Michael Kandel n'est pas un inconnu pour les lecteurs de KBN [1], même s'il n'a pas été traduit en français — injustement, si on considère qu'avec sa carrière de traducteur de Stanislaw Lem en anglais et sa proximité thématique à la SF européenne, il aurait bien naturellement sa place dans une collection comme "Présence du Futur" ; justement, si on considère juste d'aller chercher ailleurs ce que l'on n'a pas chez soi.

De quoi donc s'agit-il dans ce quatrième roman de Kandel ? Du retour tout d'abord d'un thème de la SF bien oublié depuis les années 50, celui des mutants. Des mutants très puissants, plus semblables pour tout dire à une discrète mafia qu'à des Juifs persécutés ; et de Christopher, gamin mutant et turbulent, qui ne veut pas comprendre que ses pouvoirs doivent être employés avec la plus grande discrétion. Christopher, c'est un peu comme un Calvin (de Calvin & Hobbes) dont les univers fantasmagoriques seraient réels.

Menacé par sa propre mère d'une punition sans commune mesure avec sa faute, Christopher s'enfuit en compagnie de son grand-père à l'aide d'une salle de bain dont les carreaux forment un pavage non-périodique du plan employant des quadrilatères dérivés du pentagone régulier, dont les côtés sont dans un rapport égal au nombre d'or. Ce sont des mathématiques non-triviales, mais comme elles peuvent s'expliquer à l'aide du seul attirail de la géométrie euclidienne du plan, elles tombent plus ou moins dans le domaine de ce qu'on appelle souvent les “mathématiques amusantes”. Et jusque-là, le roman lui-même est tout à fait amusant : par les portraits qu'il fait du sympathique (et un peu gâteux) grand-père et des professeurs du lycée de Christopher ; par ses descriptions ironiques, par ses caricatures (appuyées par la répétition et la voix indirecte) des clichés de la conversation ordinaire.
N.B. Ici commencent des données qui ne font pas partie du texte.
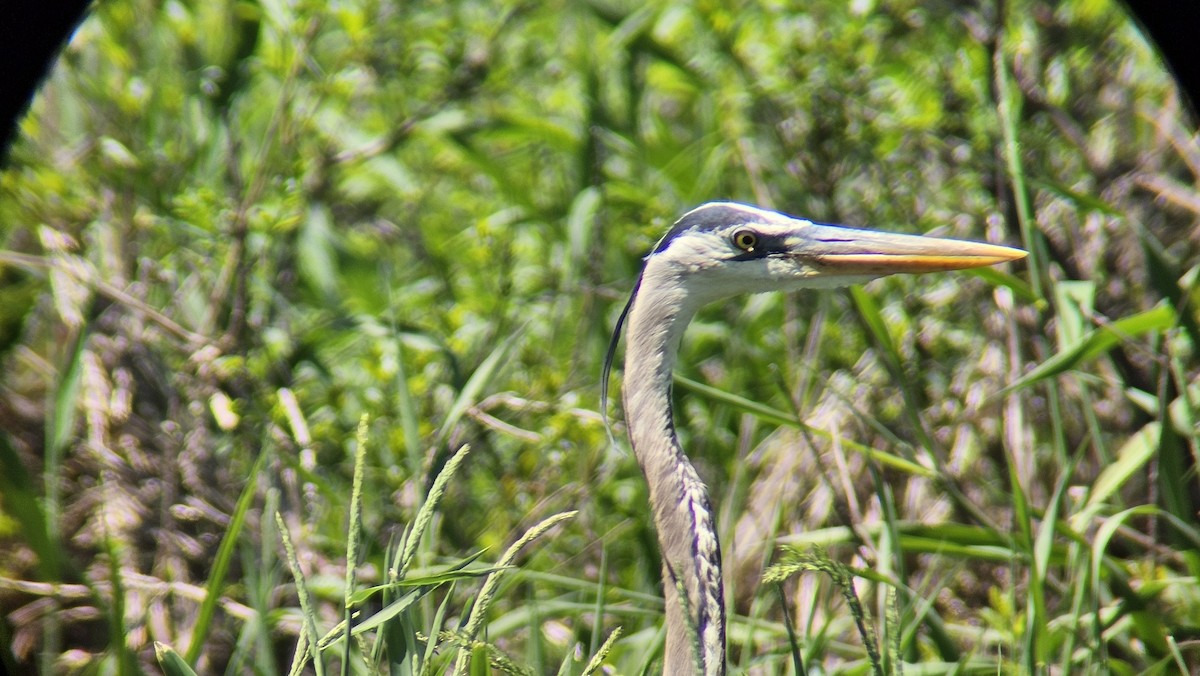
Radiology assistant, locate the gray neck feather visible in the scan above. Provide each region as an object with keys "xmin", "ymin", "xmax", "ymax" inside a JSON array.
[{"xmin": 624, "ymin": 262, "xmax": 725, "ymax": 676}]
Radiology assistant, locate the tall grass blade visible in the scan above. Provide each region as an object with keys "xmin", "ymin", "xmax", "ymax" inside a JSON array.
[{"xmin": 185, "ymin": 449, "xmax": 268, "ymax": 664}]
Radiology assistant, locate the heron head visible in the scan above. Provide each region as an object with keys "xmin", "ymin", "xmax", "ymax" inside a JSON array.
[{"xmin": 643, "ymin": 202, "xmax": 1026, "ymax": 303}]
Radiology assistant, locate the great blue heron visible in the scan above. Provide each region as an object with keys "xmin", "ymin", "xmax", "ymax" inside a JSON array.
[{"xmin": 601, "ymin": 202, "xmax": 1025, "ymax": 676}]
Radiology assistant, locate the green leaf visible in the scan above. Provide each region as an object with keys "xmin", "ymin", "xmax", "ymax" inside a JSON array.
[{"xmin": 992, "ymin": 305, "xmax": 1175, "ymax": 396}]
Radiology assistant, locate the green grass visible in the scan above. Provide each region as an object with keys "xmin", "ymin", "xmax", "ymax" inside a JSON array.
[{"xmin": 0, "ymin": 0, "xmax": 1200, "ymax": 675}]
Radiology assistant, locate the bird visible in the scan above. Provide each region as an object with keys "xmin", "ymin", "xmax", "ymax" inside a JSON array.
[{"xmin": 601, "ymin": 202, "xmax": 1026, "ymax": 676}]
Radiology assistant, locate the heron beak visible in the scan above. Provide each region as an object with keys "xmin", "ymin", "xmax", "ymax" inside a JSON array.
[{"xmin": 794, "ymin": 223, "xmax": 1027, "ymax": 275}]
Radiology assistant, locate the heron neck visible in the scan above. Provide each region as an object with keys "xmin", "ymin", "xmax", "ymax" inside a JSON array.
[{"xmin": 624, "ymin": 268, "xmax": 725, "ymax": 676}]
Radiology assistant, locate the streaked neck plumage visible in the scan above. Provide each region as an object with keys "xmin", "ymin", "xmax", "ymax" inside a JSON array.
[{"xmin": 624, "ymin": 256, "xmax": 725, "ymax": 676}]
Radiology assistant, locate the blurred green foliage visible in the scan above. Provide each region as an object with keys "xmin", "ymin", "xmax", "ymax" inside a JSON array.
[{"xmin": 0, "ymin": 0, "xmax": 1200, "ymax": 674}]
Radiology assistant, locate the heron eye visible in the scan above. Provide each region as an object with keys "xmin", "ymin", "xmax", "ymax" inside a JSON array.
[{"xmin": 733, "ymin": 231, "xmax": 758, "ymax": 251}]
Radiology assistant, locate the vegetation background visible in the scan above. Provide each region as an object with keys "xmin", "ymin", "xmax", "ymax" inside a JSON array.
[{"xmin": 0, "ymin": 0, "xmax": 1200, "ymax": 674}]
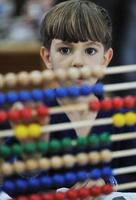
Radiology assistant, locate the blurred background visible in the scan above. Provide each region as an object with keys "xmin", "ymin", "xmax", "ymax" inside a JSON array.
[{"xmin": 0, "ymin": 0, "xmax": 136, "ymax": 91}]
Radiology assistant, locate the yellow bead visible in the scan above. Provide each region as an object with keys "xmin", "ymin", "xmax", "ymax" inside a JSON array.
[
  {"xmin": 14, "ymin": 125, "xmax": 28, "ymax": 140},
  {"xmin": 125, "ymin": 112, "xmax": 136, "ymax": 126},
  {"xmin": 28, "ymin": 124, "xmax": 41, "ymax": 138},
  {"xmin": 112, "ymin": 114, "xmax": 125, "ymax": 128}
]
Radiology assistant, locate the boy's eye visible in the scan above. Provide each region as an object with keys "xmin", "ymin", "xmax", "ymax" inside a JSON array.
[
  {"xmin": 59, "ymin": 47, "xmax": 71, "ymax": 55},
  {"xmin": 85, "ymin": 48, "xmax": 97, "ymax": 55}
]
Tout bascule quand Christopher doit faire face aux conséquences de sa fuite. Tout bascule, à cause de la cruauté inattendue des rapports parents/enfants — qui sont en fait, surprise, au cœur de ce roman, qui n'a pas grand-chose à dire sur les rapports humains normaux/mutants, empruntés sans retouche au magasin des accessoires de la SF de papa. Ah, mais les mutants ne sont pas humains. Eux aussi dont des caricatures, une reductio ad absurdum des conflits que nous connaissons nous-mêmes, et qui finiront par se résoudre… comme il le doivent. Christopher n'est pas Peter Pan : lui aussi doit grandir (même si ce n'est pas de cœur joie, ni pour lui ni pour nous).
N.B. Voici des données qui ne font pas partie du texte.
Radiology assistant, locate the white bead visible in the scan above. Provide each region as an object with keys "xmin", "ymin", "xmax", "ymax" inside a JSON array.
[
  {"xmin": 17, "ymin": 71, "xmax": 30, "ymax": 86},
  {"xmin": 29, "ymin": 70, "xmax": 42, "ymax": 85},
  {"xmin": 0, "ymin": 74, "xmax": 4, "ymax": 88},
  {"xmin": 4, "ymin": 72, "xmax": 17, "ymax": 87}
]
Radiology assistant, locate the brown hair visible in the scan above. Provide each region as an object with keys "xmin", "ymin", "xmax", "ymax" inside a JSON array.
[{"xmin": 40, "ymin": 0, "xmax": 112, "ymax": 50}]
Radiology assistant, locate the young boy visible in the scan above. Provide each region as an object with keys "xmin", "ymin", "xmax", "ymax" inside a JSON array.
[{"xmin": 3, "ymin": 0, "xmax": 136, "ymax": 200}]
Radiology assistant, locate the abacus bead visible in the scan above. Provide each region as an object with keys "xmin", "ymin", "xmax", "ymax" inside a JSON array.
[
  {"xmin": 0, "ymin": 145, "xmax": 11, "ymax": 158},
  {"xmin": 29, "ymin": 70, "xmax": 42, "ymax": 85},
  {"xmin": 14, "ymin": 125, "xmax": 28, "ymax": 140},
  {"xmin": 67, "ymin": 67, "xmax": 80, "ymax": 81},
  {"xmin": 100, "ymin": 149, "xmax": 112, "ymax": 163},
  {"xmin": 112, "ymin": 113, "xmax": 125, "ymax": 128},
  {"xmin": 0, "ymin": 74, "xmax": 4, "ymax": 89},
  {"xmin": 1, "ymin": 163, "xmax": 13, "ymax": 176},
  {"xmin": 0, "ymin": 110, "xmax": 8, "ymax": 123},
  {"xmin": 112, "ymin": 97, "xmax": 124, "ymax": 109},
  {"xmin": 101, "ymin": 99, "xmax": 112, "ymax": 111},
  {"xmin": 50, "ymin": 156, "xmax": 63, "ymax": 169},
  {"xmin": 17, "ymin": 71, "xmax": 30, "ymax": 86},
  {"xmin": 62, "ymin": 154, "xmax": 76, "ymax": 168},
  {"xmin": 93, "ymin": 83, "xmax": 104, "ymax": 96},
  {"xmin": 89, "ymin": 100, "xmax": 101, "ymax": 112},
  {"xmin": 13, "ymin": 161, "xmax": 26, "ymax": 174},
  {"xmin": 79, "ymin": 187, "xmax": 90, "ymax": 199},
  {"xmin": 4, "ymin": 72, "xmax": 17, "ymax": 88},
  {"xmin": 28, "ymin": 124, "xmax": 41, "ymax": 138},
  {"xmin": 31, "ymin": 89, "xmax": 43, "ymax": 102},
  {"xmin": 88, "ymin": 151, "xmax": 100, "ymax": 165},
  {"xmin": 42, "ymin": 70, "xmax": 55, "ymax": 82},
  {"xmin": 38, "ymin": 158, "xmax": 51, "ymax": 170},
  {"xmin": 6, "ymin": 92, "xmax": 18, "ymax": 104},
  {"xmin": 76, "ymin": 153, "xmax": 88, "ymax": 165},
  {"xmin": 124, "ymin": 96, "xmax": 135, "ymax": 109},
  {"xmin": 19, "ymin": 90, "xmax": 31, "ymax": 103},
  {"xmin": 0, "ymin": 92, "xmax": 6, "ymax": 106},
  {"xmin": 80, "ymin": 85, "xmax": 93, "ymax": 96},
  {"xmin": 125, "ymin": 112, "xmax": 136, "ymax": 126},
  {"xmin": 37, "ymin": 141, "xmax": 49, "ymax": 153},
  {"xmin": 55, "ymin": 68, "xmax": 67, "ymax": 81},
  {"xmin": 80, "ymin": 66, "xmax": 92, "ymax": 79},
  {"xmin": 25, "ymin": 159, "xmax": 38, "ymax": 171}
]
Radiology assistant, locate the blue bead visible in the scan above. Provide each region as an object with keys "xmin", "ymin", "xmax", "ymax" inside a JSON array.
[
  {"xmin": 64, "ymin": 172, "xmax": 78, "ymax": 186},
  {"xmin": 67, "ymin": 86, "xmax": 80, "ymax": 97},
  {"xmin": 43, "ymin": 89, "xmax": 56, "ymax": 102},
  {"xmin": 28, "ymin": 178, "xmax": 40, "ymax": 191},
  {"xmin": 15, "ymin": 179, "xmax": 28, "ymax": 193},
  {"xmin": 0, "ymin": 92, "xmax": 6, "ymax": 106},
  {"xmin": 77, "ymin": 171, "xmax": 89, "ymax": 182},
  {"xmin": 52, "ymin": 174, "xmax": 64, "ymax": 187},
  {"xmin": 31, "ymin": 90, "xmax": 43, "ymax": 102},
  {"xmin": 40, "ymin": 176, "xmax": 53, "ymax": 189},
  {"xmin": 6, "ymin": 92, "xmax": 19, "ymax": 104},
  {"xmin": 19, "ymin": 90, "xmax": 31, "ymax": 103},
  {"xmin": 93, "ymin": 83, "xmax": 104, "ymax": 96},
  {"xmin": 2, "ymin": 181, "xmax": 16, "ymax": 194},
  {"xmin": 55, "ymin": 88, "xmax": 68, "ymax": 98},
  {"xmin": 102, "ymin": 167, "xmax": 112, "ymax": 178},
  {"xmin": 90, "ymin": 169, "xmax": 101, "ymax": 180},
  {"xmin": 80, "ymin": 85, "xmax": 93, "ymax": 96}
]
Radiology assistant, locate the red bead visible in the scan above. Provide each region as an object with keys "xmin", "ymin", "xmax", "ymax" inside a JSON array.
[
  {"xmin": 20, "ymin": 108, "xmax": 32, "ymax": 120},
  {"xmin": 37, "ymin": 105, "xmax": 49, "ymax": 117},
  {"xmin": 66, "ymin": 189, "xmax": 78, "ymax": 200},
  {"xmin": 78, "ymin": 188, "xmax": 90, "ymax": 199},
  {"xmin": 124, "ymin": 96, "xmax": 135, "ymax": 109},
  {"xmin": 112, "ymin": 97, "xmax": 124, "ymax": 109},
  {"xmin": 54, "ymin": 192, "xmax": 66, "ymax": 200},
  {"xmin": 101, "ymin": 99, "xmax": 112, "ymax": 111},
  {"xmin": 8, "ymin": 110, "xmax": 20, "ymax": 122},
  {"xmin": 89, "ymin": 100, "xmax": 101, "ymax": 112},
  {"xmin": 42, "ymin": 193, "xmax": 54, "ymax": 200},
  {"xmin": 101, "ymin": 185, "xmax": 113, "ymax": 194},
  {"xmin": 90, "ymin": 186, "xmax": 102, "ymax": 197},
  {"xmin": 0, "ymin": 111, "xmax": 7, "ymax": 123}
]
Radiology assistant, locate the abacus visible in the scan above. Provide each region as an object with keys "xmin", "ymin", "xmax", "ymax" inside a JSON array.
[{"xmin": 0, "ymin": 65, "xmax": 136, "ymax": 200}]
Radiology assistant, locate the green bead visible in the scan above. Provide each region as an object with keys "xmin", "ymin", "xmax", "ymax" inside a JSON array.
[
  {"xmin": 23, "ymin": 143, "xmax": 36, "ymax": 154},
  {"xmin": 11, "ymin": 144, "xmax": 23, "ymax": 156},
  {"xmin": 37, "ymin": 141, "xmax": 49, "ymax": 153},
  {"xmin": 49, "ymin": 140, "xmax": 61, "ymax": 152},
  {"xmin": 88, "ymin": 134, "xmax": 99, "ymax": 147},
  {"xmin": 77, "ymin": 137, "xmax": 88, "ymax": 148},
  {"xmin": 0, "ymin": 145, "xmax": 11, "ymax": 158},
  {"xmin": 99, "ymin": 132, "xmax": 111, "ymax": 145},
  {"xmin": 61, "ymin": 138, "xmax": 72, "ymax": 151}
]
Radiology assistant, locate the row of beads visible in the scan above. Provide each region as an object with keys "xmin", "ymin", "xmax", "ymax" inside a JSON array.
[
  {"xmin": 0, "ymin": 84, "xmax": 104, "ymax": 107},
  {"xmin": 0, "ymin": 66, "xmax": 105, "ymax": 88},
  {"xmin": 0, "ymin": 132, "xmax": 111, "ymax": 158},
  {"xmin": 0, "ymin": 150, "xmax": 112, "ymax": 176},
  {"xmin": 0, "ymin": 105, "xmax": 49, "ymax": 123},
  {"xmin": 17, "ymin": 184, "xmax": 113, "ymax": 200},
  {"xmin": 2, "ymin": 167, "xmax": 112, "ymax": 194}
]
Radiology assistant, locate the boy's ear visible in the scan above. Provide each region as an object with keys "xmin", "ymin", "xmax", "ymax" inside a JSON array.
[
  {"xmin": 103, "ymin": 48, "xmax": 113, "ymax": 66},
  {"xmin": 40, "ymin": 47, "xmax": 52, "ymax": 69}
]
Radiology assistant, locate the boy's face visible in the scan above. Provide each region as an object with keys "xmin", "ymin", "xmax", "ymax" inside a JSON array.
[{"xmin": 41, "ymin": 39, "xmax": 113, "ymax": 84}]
La maturation de Christopher se fera au travers de l'immersion dans un univers encore plus dur, et nettement moins réaliste que le sien. Ce que son grand-père, qui aime raconter l'univers comme une suite de contes de fées, appelle "The Sea of Isn't". Christopher y reste englué un long moment, long moment qui est celui qui m'a le moins plu dans le livre. Un univers qui reflète (plus ou moins) la vie intérieure du protagoniste, son isolation totale, voilà qui rappelle trop la SF française d'une certaine époque. Un tel univers ne peut se racheter que par la richesse de l'invention (comme Jean-Pierre Hubert avait su le faire), et je crains que Kandel ne soit un peu court, ou un peu trop moralisateur, sur ce point.

Alors ? Il reste un livre dont le début est délectable, malgré sa cruauté, mais qui opère un virage en épingle à cheveux vers le sérieux. Avec quelques dérapages. Et (j'ai l'impression) beaucoup d'amertume sous-jacente envers l'humanité, et la pesante obligation du passage à l'âge adulte. Mais avec le mérite de faire un livre sur l'enfance, mais pas pour les enfants.
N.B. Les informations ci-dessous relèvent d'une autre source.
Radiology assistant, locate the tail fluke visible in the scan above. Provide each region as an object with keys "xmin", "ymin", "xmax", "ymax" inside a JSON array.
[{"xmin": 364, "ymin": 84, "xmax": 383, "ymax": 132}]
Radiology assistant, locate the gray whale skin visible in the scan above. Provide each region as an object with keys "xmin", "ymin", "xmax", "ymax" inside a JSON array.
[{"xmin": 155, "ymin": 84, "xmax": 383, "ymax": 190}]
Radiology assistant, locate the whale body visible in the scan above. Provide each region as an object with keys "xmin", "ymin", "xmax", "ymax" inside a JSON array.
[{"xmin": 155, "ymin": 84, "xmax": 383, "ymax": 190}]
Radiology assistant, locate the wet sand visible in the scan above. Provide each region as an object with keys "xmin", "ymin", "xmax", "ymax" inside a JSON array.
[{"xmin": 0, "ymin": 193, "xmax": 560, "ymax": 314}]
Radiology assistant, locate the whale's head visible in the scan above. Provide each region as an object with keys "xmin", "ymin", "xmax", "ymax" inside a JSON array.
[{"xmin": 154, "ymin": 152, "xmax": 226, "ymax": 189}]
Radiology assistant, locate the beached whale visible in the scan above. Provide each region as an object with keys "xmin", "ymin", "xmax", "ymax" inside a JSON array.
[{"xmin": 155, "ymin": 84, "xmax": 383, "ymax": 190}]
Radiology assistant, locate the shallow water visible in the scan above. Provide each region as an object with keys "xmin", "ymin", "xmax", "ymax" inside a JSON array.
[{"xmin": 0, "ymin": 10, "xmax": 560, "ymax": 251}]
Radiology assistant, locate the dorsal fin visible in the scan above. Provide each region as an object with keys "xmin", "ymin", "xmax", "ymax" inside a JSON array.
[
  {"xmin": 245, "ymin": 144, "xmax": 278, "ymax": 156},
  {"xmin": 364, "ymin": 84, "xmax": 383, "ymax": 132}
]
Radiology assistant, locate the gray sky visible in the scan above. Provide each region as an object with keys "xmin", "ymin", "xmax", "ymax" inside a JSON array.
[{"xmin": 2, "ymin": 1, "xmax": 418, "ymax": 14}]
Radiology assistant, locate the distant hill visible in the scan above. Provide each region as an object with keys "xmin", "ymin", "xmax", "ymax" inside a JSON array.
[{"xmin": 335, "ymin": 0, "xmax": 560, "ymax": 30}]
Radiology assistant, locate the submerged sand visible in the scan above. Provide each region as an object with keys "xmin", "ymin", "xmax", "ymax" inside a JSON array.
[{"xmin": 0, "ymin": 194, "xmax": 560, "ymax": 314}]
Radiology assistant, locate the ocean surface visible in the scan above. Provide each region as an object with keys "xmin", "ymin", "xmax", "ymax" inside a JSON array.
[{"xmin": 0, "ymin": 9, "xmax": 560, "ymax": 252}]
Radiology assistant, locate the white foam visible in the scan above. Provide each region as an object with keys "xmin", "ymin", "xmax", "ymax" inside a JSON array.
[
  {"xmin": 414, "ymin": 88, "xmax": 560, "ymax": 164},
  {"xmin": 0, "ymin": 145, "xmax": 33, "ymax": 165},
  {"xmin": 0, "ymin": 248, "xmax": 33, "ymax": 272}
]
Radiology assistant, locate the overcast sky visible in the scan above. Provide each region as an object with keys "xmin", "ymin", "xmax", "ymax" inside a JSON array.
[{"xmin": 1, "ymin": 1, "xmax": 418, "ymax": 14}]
Kandel a donc gagné en profondeur, et nous donne quelque chose comme une version SF des contes traditionnels, avant qu'ils soient édulcorés par l'idée moderne que nous nous faisons de l'enfance. Le loup mange vraiment le Petit Chaperon Rouge. Fallait-il la SF pour cela ? Mais quoi d'autre sinon ?

Notes

[1] Un fanzine qui, à bien des points de vue, a fait le pont entre A&A et KWS, cela étant dit pour ceux de nos lecteurs qui sont férus d'histoire du fandom.